One young woman's lengthy battle to spread the Gospel at Northeast Wisconsin Technical College is now dragging into its fifth year.
Since 2014, Polly Olsen has handed out Valentine's Day cards with biblically themed messages to students and staff on campus. During that time, she has often been met with resistance in the form of the school's public assembly policy, which forbids the "displaying of signs or mass distribution of literature with offensive content or that is likely to or intended to cause a disruption."
Finally, in February of last year, that tradition ended when security workers at NWTC stopped the 29-year-old from distributing the inspirational messages at the school's student center. They then warned that some may find the notes displayed on the heart-shaped cards offensive.
Watch the video below of Olsen in 2018 distributing her Valentines in the student center:
Some of the card's 'offensive' messages included the following:
"You are special! 1 John 4:11,"
"God is love! 1 John 4:11,"
"Jesus Loves you! Romans 5:8;" and
"You are loved and cared for! 1 Peter 5:7"
According to The College Fix, school officials claimed that by handing out the cards in an area designated a non-speech zone, Olsen was violating the college's speech code.
"I have been trying since February 14, 2014 to have this policy changed," she told The Fix in an email. "At that time, I was told by school officials that the policy would be changed and they would look into the staff being educated on students' constitutional rights. They agreed that I would be allowed to continue to hand out my Valentines… I have spent five years now, trying to get this policy changed."
Frustrated, Olsen took matters into her own hands in September and sued the school.
However, administration officials aren't budging and are instead calling on the judge to dismiss the case without prejudice. Their reasoning? Olsen's practice of distributing her "Jesus Loves You" Valentines was nothing more than an attempt to challenge what she views as the school's restrictive assembly policies.

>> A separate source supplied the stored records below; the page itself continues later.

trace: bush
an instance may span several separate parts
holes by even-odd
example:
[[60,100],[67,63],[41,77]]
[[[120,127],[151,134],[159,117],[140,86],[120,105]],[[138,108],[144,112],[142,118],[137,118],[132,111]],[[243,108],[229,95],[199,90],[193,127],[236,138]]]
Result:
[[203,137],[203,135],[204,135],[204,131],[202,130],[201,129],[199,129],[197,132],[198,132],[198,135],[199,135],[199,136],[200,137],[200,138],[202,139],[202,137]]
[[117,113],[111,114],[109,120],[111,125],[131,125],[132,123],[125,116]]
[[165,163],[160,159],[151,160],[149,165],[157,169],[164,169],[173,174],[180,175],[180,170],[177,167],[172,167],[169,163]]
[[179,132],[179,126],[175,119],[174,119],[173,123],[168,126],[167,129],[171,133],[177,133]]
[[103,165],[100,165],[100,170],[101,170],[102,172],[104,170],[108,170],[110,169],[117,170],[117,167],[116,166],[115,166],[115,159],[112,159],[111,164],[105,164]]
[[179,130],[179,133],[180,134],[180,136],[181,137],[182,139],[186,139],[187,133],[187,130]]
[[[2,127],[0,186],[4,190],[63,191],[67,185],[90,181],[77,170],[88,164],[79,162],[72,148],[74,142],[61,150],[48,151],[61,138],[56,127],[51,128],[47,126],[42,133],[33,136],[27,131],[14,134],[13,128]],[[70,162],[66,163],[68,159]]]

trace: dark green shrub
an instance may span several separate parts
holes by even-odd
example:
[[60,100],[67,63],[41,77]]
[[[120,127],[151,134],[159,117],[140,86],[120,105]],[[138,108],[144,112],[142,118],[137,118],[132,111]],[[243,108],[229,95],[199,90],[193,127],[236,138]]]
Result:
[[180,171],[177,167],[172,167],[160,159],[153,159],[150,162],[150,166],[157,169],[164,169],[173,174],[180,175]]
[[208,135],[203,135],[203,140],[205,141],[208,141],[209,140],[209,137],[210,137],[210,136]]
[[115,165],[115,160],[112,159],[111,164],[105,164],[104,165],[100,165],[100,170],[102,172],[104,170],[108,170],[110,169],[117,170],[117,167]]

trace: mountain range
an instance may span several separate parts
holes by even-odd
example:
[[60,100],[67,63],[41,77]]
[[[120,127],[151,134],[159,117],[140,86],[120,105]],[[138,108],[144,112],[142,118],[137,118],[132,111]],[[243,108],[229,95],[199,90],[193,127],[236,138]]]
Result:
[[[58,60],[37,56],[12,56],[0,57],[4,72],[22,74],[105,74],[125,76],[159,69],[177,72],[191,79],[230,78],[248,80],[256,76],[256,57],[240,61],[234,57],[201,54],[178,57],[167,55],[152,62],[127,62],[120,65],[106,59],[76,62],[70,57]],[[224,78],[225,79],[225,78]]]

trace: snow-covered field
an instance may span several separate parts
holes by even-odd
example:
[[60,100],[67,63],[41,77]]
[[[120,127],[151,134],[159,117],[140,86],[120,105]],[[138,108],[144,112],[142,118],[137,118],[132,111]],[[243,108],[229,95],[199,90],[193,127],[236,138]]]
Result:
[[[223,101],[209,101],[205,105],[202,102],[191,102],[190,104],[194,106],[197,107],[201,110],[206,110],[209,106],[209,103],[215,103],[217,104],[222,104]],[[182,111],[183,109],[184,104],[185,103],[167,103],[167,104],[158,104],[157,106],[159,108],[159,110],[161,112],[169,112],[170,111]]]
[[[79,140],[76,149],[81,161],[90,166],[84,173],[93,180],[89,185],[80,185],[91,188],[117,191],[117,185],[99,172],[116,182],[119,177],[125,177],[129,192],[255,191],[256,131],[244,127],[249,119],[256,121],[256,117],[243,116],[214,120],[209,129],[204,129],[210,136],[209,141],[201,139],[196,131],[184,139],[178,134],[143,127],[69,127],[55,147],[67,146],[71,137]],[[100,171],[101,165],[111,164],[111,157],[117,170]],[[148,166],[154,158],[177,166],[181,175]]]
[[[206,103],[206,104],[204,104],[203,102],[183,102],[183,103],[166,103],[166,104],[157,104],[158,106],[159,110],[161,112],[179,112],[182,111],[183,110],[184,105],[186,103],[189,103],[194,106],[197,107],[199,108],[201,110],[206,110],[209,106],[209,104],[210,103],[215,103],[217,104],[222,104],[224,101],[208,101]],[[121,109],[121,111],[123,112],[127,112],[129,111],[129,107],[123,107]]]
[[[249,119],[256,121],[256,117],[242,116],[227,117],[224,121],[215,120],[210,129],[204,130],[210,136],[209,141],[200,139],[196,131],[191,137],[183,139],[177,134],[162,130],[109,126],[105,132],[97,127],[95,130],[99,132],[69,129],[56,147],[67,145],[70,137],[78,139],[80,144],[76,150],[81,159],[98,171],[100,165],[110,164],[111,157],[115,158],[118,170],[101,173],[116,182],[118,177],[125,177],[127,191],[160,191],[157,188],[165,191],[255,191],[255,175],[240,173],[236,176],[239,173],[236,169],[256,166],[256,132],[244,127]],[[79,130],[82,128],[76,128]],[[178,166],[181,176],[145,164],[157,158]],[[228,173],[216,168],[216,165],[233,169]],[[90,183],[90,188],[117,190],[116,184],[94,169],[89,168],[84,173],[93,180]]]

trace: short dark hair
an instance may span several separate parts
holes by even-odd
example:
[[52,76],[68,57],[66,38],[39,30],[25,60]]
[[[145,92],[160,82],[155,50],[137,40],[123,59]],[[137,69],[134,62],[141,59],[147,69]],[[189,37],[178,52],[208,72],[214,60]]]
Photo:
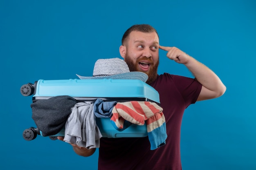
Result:
[[155,29],[152,26],[148,24],[140,24],[134,25],[130,27],[124,34],[123,38],[122,38],[122,45],[124,45],[124,42],[127,40],[128,37],[130,35],[130,33],[134,31],[142,32],[143,33],[152,33],[155,32],[159,38],[158,34],[157,32],[157,30]]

Meanwhile, the Wisconsin Institute for Law and Liberty (WILL), which is representing Olsen, filed a summary judgment brief last week calling on the judge to declare NWTC's speech code to be "unconstitutional on its face." The legal group points out that the school's policy is vague, failing to define terms like "offensive content," "literature" or "disruptive." In short, WILL accuses the school of muzzling its client due to the religious nature of her Valentines cards.
Olsen, a staunch advocate of free speech, hopes her case sets what she sees as a much-need precedent.

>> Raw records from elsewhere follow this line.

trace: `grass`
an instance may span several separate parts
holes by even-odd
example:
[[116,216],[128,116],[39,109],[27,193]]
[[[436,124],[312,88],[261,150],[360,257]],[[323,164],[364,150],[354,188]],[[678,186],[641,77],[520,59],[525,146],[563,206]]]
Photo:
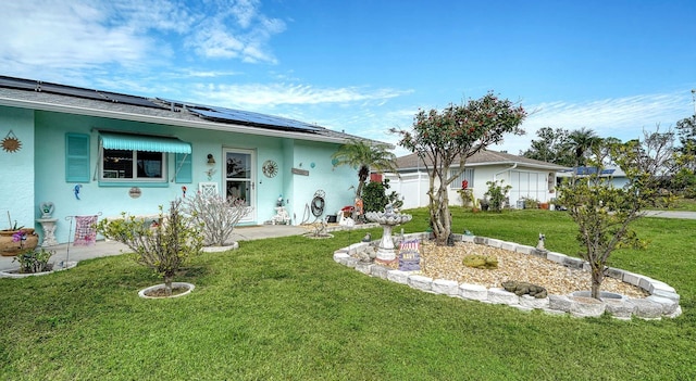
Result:
[[[425,230],[426,211],[410,213],[406,231]],[[549,250],[577,251],[564,213],[452,215],[455,232],[524,244],[544,232]],[[423,293],[334,263],[364,234],[336,232],[203,254],[176,279],[196,290],[173,300],[139,299],[159,281],[125,256],[0,279],[0,380],[696,379],[696,221],[636,228],[649,247],[612,265],[676,288],[676,319],[576,319]]]

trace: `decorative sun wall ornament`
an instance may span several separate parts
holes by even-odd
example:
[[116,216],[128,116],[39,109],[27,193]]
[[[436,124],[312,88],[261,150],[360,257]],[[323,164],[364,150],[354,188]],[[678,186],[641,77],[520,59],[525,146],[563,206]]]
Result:
[[5,152],[17,152],[22,149],[22,142],[12,130],[2,139],[2,149]]
[[266,160],[263,162],[261,170],[263,170],[263,175],[265,175],[265,177],[274,177],[278,173],[278,165],[272,160]]

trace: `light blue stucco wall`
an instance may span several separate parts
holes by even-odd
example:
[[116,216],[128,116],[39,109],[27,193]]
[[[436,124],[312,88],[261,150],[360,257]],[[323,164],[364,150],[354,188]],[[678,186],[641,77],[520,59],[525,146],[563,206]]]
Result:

"Now that NWTC has forced this freedom of speech issue into the court system, I not only want the policy to be changed, but I want a judgment by the court," Olsen told The Fix, adding that she hopes "this case can be used by others to help preserve the rights of freedom of speech and religion for all students and American people."
"Freedom of speech is at the core of American freedom and what this country was built on," Olsen declared.